Stuart Lewis, founder of Rest Less, said: “There is now a contingent of people in their 50s and 60s looking to get back into the workforce, but who are shut out for reasons such as age discrimination, a skillset mismatch or a lack of flexible working options to fit around their health and care considerations.” 

Lewis added that employers will continue to miss out on a wealth of underrepresented talent, and cautioned that the UK’s economic growth will continue to stall unless the government and employers step in to offer more workplace flexibility to those with health conditions and “enable them to participate in the workplace, should they wish to”. 

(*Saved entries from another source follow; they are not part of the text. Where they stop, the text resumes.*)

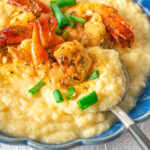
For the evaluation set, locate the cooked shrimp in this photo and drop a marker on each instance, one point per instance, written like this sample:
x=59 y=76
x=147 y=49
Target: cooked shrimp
x=116 y=26
x=34 y=6
x=68 y=65
x=15 y=34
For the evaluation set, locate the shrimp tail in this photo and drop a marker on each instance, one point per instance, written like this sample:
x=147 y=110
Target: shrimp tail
x=35 y=6
x=43 y=38
x=120 y=30
x=14 y=34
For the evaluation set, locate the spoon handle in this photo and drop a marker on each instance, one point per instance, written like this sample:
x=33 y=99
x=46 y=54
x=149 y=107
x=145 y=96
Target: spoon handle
x=139 y=136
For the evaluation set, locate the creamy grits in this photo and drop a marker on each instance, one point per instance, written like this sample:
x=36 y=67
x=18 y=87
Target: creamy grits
x=39 y=117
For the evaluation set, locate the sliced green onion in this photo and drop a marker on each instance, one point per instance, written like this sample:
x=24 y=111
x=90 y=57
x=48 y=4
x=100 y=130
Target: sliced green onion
x=62 y=3
x=94 y=75
x=71 y=93
x=65 y=35
x=70 y=20
x=80 y=20
x=58 y=96
x=87 y=101
x=62 y=21
x=58 y=31
x=36 y=88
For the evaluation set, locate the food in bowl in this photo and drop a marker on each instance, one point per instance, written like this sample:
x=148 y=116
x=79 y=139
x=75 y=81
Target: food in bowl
x=60 y=67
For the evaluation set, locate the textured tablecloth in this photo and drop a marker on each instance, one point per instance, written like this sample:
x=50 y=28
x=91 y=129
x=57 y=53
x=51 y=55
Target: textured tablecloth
x=124 y=142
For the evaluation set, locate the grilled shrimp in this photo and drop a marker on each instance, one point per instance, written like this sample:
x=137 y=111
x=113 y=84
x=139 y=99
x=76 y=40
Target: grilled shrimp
x=99 y=17
x=67 y=65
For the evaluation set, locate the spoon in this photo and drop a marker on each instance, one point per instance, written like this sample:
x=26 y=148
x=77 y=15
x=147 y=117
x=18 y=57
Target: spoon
x=130 y=125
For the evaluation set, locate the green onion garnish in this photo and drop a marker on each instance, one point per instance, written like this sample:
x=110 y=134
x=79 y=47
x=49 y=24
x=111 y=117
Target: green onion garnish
x=58 y=96
x=36 y=88
x=71 y=93
x=62 y=21
x=58 y=31
x=62 y=3
x=87 y=101
x=80 y=20
x=65 y=35
x=70 y=20
x=94 y=75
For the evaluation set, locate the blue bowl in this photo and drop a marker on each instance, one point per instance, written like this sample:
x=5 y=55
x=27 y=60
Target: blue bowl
x=140 y=113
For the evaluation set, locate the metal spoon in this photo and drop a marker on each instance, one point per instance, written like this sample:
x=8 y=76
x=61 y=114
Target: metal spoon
x=130 y=125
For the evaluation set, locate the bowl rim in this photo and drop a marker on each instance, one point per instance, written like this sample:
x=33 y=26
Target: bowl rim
x=78 y=142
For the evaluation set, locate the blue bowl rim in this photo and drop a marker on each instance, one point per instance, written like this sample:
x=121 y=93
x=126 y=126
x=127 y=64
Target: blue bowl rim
x=78 y=142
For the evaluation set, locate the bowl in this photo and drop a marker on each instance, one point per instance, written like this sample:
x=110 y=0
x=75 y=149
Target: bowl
x=140 y=113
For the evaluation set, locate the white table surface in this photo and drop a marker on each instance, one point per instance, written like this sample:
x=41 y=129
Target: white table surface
x=124 y=142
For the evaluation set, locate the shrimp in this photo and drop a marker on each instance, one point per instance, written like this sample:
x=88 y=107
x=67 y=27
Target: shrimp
x=67 y=65
x=34 y=6
x=116 y=26
x=15 y=34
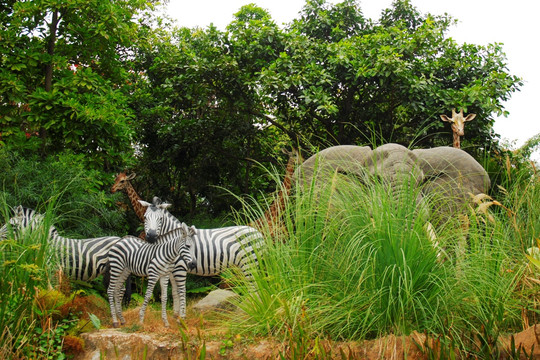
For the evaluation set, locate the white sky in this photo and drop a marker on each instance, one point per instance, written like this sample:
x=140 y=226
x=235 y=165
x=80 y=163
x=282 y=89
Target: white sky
x=513 y=23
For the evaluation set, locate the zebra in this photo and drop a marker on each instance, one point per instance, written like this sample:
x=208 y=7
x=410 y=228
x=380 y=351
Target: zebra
x=168 y=258
x=214 y=249
x=79 y=259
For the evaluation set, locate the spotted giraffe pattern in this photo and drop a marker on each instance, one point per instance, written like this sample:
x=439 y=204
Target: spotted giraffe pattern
x=458 y=125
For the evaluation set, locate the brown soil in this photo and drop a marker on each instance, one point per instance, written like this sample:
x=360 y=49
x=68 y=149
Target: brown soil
x=200 y=337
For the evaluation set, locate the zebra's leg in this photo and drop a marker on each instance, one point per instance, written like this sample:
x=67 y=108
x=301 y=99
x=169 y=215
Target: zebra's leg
x=120 y=289
x=174 y=290
x=180 y=275
x=164 y=282
x=152 y=280
x=111 y=294
x=247 y=267
x=115 y=283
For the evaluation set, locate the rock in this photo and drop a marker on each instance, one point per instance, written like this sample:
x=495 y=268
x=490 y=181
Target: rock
x=527 y=341
x=217 y=299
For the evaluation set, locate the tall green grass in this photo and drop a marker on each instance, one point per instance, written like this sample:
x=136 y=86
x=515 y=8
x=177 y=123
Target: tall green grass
x=26 y=265
x=355 y=262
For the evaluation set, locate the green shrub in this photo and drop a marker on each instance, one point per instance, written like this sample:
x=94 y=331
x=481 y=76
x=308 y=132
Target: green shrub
x=83 y=207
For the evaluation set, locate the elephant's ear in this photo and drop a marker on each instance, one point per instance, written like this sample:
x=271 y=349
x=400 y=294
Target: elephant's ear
x=446 y=118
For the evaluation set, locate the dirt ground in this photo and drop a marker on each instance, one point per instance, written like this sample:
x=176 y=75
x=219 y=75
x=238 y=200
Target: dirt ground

Alice Major, an analyst at The Health Foundation who led the research, said older workers were being “forced out” of the workplace because of health issues, but that the pandemic could not be blamed for the entirety of the problem – which dates back to before March 2020. “There is a longer-term issue with rising levels of ill-health, which can’t all be placed on Covid-19,” said Major. If the government’s growth plan is to accomplish its overarching goals, it must treat “health and wealth as inseparable”, she added.

Meanwhile, ONS labour market figures published today (11 October) revealed that almost 2.5 million people were inactive because of long-term health problems. The data found that the economic inactivity rate increased by six percentage points to 21.7 per cent in June to August 2022, compared with the previous quarter, which had “notably lower” inactivity. 

The increase in inactivity was largely driven by those aged 50-64 years and those aged 16-24 years, and the quarterly rise was down to economically inactive employees on long-term sick leave, which the data revealed to be at a “record high”.